PS : Les dernières générations de motorisation aideront-elles les armateurs à atteindre les nouvelles performances environnementales requises ?
F.C. : Je crois fermement à la science. La science n'a pas de limites, je suis donc persuadé que le génie des hommes et des femmes trouvera des solutions adaptées. Les épurateurs étaient le Saint Graal en 2019, comme je l'ai dit précédemment, et au début de 2020, les moteurs à double carburant étaient très demandés. Mais aujourd'hui, il n'y a plus de certitudes : la Banque mondiale, l'Agence internationale de l'énergie et le GIEC se sont tous prononcés contre l'utilisation des combustibles fossiles comme le méthane, par exemple. Nous avons toujours les mêmes moteurs à vitesse lente qu'il y a 10 ou 20 ans, et franchement, les améliorations de la consommation de carburant ont été marginales. Il y a eu un bond en avant dans la réduction de la consommation en passant des turbines aux moteurs diesel, mais nous n'avons pas vu d'amélioration comparable depuis. Je crois fermement qu'il faut réduire la vitesse pour économiser du carburant : une réduction de 10 % de la vitesse équivaut à 30 % de puissance en moins. Cela signifie environ 30 % de CO2 en moins dans l'air.

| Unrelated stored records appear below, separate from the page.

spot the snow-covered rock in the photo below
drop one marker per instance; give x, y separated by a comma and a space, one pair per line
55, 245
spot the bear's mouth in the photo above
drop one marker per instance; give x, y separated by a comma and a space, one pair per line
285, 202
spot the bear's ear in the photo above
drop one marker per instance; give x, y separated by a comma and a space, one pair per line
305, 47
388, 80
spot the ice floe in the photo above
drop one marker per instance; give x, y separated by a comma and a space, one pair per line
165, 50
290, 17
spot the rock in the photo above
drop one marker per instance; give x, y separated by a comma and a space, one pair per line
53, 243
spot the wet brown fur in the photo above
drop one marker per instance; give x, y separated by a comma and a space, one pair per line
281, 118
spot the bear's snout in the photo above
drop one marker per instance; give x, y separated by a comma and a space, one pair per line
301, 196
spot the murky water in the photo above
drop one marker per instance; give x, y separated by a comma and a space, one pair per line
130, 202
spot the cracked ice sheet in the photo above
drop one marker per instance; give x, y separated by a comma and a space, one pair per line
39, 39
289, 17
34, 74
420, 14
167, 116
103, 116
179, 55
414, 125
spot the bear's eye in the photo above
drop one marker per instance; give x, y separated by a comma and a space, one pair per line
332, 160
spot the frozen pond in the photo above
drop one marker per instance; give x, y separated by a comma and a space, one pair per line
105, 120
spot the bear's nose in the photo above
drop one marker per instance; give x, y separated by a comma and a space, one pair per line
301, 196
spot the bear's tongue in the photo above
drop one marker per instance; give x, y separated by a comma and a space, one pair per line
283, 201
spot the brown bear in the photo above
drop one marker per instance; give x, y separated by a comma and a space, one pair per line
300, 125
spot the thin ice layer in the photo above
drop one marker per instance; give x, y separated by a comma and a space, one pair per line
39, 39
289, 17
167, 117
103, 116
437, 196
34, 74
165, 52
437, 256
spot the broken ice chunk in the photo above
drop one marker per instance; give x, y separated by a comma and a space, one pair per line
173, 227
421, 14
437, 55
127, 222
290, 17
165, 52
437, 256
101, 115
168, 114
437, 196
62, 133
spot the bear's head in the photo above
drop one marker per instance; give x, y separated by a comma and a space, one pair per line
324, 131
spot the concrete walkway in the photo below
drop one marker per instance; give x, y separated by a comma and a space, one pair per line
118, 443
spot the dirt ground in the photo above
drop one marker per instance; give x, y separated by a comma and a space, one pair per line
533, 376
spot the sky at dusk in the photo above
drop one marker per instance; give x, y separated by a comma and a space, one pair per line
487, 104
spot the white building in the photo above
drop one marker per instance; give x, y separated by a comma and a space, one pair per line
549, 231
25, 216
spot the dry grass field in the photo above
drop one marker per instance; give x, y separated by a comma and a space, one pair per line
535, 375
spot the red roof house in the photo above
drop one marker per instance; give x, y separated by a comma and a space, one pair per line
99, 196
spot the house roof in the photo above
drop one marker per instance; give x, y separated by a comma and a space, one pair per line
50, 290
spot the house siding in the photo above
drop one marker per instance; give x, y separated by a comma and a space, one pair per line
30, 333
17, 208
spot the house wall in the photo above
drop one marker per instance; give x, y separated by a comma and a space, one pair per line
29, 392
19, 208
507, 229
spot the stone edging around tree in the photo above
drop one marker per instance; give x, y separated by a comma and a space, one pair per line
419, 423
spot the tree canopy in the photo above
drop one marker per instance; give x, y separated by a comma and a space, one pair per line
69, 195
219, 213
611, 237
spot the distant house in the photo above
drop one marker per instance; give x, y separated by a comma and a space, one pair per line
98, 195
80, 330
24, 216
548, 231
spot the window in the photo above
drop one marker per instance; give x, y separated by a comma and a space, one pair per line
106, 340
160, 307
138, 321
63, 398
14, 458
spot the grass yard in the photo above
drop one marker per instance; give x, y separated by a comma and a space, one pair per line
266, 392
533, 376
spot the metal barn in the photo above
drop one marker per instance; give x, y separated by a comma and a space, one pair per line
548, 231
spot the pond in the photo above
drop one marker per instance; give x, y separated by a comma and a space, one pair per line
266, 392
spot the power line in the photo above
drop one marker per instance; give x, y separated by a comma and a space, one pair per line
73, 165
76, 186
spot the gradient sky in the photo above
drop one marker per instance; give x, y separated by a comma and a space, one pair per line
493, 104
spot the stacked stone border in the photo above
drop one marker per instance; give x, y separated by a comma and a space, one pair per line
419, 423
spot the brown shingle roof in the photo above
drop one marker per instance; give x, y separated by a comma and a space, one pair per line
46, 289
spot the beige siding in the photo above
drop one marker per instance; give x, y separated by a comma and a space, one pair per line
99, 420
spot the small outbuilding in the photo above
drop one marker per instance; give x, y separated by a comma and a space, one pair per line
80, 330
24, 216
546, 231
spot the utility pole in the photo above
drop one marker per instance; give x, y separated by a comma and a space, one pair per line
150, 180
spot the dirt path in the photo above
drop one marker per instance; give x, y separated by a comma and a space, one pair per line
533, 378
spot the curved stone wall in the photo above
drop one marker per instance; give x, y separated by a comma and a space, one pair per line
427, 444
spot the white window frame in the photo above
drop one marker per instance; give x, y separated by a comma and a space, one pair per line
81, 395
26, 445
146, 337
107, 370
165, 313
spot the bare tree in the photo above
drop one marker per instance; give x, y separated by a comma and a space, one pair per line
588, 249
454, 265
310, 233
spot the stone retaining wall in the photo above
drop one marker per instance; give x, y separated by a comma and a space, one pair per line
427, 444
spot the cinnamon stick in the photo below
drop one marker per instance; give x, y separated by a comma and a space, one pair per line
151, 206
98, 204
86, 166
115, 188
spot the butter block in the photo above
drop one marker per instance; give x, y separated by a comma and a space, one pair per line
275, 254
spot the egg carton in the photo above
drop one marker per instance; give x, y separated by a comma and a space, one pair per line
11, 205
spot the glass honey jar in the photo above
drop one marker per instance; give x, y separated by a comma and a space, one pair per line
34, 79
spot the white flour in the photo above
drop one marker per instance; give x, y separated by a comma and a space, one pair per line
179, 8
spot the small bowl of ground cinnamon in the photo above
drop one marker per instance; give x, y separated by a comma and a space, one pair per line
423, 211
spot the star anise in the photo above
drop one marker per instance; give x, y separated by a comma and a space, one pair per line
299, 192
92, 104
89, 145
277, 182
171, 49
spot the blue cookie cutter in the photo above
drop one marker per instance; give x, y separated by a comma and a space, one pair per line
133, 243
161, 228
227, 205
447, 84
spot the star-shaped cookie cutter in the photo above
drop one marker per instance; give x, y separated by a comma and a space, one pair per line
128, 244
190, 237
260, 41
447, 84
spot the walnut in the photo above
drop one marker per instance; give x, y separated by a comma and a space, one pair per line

Nous devons tester toutes les solutions possibles. Concernant le double carburant, nous devons tester le GPL, le méthanol et, demain, l'ammoniac, ce qui signifie une réduction des émissions de CO2, à condition que l'ammoniac utilisé soit écologique. Les batteries auront également leur rôle à jouer. Je pense que nous devrons envisager un mix entre les diverses solutions sur le marché, en termes de carburant. Les améliorations viendront également de meilleures solutions d'architecture navale. Par exemple, nous avons connu une éco-révolution au début des années 2010. Auparavant, les concepteurs de navires insistaient sur certaines règles empiriques telles que, par exemple, la distance entre l'extrémité de la pale de l'hélice et la coque qui ne devait pas être inférieure à 30 % du diamètre de l'hélice, ce qui limitait les dimensions de l'hélice et réduisait l'efficacité globale de la propulsion. Mais en augmentant la dimension des hélices, il y a moins de rotations, et vous avez alors un cercle vertueux où tout contribue à une plus grande efficacité. Cela a permis d'obtenir une réduction de la consommation de carburant de l'ordre de 20 à 25 %.